A desnutrição grave em crianças menores de 5 anos triplicou na Faixa de Gaza nas últimas duas semanas. As informações são da organização internacional Médicos Sem Fronteiras (Msf) e levam em conta o público atendido em sua clínica no local. Em comunicado divulgado nesta sexta-feira, 25, a entidade afirma que o “uso deliberado da fome” como arma por Israel está atingindo “níveis sem precedentes”.
No total, o número de pessoas desnutridas quadruplicou desde maio. Cerca de um quarto de todas as crianças pequenas e mulheres grávidas atendidas na clínica de MSF estava em estado de desnutrição. Sendo um dos maiores fornecedores de atendimento médico na região, com mais de mil funcionários em Gaza, a organização culpa a “política de fome” israelense pelo cenário, fazendo coro a outras entidades contra o bloqueio de Israel a maior parte da ajuda enviada aos palestinos.
De acordo com autoridades de saúde locais, pelo menos 122 pessoas morreram de fome em Gaza, com 50 registros somente nesta semana. Apenas nesta sexta, 9 mortes foram registradas por inanição. O Programa Mundial de Alimentos (PMA) O Organização das Nações Unidas (Ele) declarou que um terço da população local passa dias sem se alimentar, e a crise atingiu “novos e surpreendentes níveis de desespero”. O comunicado cita que 90 mil mulheres e crianças precisam urgentemente de tratamento.
“Não é apenas uma crise humanitária. É uma crise moral que desafia a consciência global. Vamos continuar a falar em todas as oportunidades”, afirmou o secretário-geral da ONU, António Guterres.

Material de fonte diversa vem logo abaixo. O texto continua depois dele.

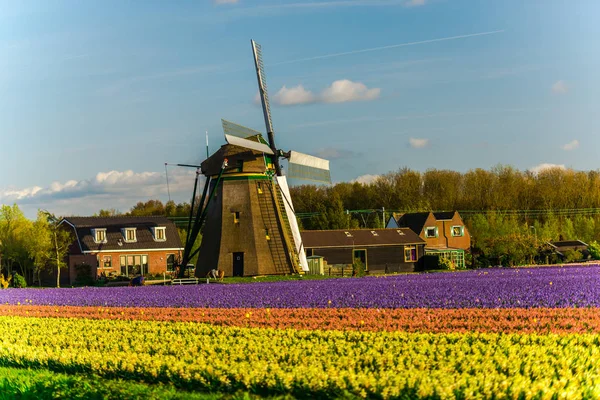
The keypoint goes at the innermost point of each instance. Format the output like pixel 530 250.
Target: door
pixel 238 264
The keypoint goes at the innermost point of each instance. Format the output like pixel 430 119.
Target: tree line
pixel 29 247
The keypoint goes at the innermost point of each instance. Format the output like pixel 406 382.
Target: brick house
pixel 127 246
pixel 380 250
pixel 445 233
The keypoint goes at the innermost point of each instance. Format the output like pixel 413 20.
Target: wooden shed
pixel 381 250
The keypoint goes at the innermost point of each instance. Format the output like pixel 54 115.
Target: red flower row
pixel 541 320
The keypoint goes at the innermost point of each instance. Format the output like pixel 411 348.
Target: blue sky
pixel 96 96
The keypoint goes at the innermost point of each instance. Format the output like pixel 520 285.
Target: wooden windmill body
pixel 246 232
pixel 248 224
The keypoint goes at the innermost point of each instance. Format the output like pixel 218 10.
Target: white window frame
pixel 125 230
pixel 158 229
pixel 96 231
pixel 462 230
pixel 410 248
pixel 427 233
pixel 167 262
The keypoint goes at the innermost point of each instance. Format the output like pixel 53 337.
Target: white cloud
pixel 560 87
pixel 345 90
pixel 416 143
pixel 365 179
pixel 546 166
pixel 332 153
pixel 340 91
pixel 112 189
pixel 293 96
pixel 572 145
pixel 414 3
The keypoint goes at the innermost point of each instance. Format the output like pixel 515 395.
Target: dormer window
pixel 458 230
pixel 431 232
pixel 130 235
pixel 160 233
pixel 99 235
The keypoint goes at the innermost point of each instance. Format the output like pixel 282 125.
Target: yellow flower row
pixel 327 363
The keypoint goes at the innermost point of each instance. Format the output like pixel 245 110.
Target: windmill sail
pixel 289 210
pixel 304 166
pixel 234 129
pixel 249 144
pixel 262 85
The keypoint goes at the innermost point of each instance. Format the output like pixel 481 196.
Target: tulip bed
pixel 514 334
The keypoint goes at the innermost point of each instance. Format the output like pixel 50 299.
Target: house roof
pixel 359 237
pixel 444 215
pixel 144 236
pixel 414 221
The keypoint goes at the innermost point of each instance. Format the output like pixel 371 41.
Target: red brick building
pixel 127 246
pixel 445 233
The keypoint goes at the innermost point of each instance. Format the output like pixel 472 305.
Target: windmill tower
pixel 249 225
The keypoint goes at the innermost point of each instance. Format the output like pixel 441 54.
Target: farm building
pixel 562 246
pixel 127 246
pixel 445 233
pixel 380 250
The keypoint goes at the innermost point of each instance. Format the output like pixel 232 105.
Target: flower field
pixel 514 334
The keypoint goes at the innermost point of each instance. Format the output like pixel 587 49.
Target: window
pixel 410 253
pixel 160 234
pixel 123 265
pixel 170 262
pixel 132 265
pixel 99 235
pixel 431 232
pixel 144 264
pixel 458 230
pixel 130 235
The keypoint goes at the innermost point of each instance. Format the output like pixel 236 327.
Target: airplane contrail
pixel 388 47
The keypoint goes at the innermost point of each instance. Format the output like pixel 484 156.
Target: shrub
pixel 84 275
pixel 594 249
pixel 446 263
pixel 572 255
pixel 19 281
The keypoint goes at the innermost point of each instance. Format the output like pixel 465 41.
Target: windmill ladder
pixel 273 215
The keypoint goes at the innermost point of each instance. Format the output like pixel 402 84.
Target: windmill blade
pixel 262 85
pixel 248 144
pixel 234 129
pixel 304 166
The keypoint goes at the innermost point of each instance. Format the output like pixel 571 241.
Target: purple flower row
pixel 492 288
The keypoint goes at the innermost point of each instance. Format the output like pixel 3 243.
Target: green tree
pixel 61 239
pixel 39 244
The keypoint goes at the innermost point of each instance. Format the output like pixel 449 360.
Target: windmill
pixel 248 221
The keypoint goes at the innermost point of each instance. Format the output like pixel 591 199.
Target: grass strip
pixel 34 384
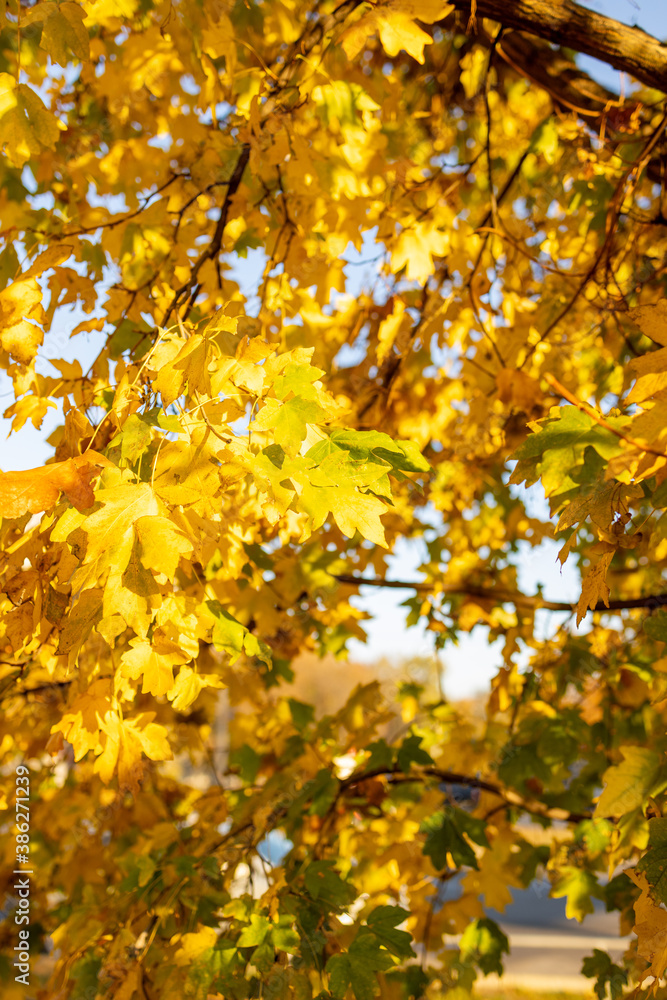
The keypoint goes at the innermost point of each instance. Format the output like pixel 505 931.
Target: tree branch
pixel 626 48
pixel 500 596
pixel 510 798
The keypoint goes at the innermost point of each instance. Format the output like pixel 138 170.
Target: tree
pixel 240 444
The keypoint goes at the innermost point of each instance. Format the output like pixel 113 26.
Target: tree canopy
pixel 337 275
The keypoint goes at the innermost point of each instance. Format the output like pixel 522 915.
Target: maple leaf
pixel 594 587
pixel 629 784
pixel 395 22
pixel 63 31
pixel 36 490
pixel 650 928
pixel 26 126
pixel 123 741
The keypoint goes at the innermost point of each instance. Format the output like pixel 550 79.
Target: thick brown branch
pixel 499 596
pixel 510 798
pixel 213 249
pixel 563 22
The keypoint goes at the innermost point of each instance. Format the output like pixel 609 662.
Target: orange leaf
pixel 35 490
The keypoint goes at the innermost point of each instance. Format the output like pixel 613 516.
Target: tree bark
pixel 563 22
pixel 499 596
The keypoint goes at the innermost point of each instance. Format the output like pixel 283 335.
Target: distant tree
pixel 337 276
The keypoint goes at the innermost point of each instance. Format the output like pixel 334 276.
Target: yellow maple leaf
pixel 415 249
pixel 650 928
pixel 27 127
pixel 395 23
pixel 123 741
pixel 194 944
pixel 154 662
pixel 161 544
pixel 110 530
pixel 594 585
pixel 80 726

Esse cenário fica evidente nos relatos de Amal Masri, uma grávida palestina de 31 anos. Em declaração ao jornal inglês O guardiãoela afirma ser impossível encontrar comida na região e, quando acha, não é adequado ao seu estado gestacional. “Na maioria das vezes, estou completamente exausta. Minha pressão arterial está muito baixa, e muitas vezes sinto que estou sufocando, como se estivesse à beira da morte”, disse.
O médico obstetra Naji al-Qurashali, que atua na Faixa de Gaza, declarou que as estatísticas subestimam a escala real do problema. “A situação da desnutrição é inimaginável. Ao longo de toda a minha carreira médica, eu nunca esperei, nem mesmo em meus sonhos mais loucos, que as coisas atingissem esse nível”, disse.
Al-Qurashali estima que 50% das mulheres que examinou sofrem de desnutrição. Segundo o médico, o número de abortos espontâneos aumentou significativamente nesse cenário, com bebês nascendo cada vez mais prematuramente e, muitas vezes, em estado de grave desnutrição ou com desfigurações.
“Como um médico indefeso, é uma sensação incrivelmente dolorosa. Muitas vezes, eu saio do hospital correndo, porque não suporto o fato de que não posso atender nem as necessidades mais simples dessas mulheres”, declarou.
Responsabilidade
O governo israelense afastou qualquer culpa pela crise da fome em Gaza. O Ministério das Relações Exteriores do país declarou que isso é “uma manobra estrangeira deliberada para difamar Israel”, e afirmou que a responsabilidade de distribuir ajuda era da ONU.
A Organização das Nações Unidas, por sua vez, afirmou estar operando o melhor possível dentro das restrições israelenses, que bloqueiam o uso dos 400 pontos de distribuição usados anteriormente pela ONU.
Recentemente, os líderes do Reino Unido, França e Alemanha afirmaram que a “catástrofe humanitária” em Gaza deve acabar, e pediram ao governo israelense a suspensão das restrições à ajuda.
Nesta sexta-feira, Israel anunciou ter dado permissão ao lançamento de ajuda aérea à Faixa de Gaza pelos governos da Jordânia e dos Emirados Árabes Unidos. Para o Hamas, grupo que governava toda a região antes do início do conflito, a permissão é somente um golpe político.
“A Faixa de Gaza não precisa de acrobacias voadoras, precisa de um corredor humanitário aberto e de um fluxo diário constante de caminhões de ajuda para salvar o que resta das vidas de civis cercados e famintos”, declarou o diretor do escritório de mídia do grupo, Ismail al-Thawabta, à agência de notícias Reuters.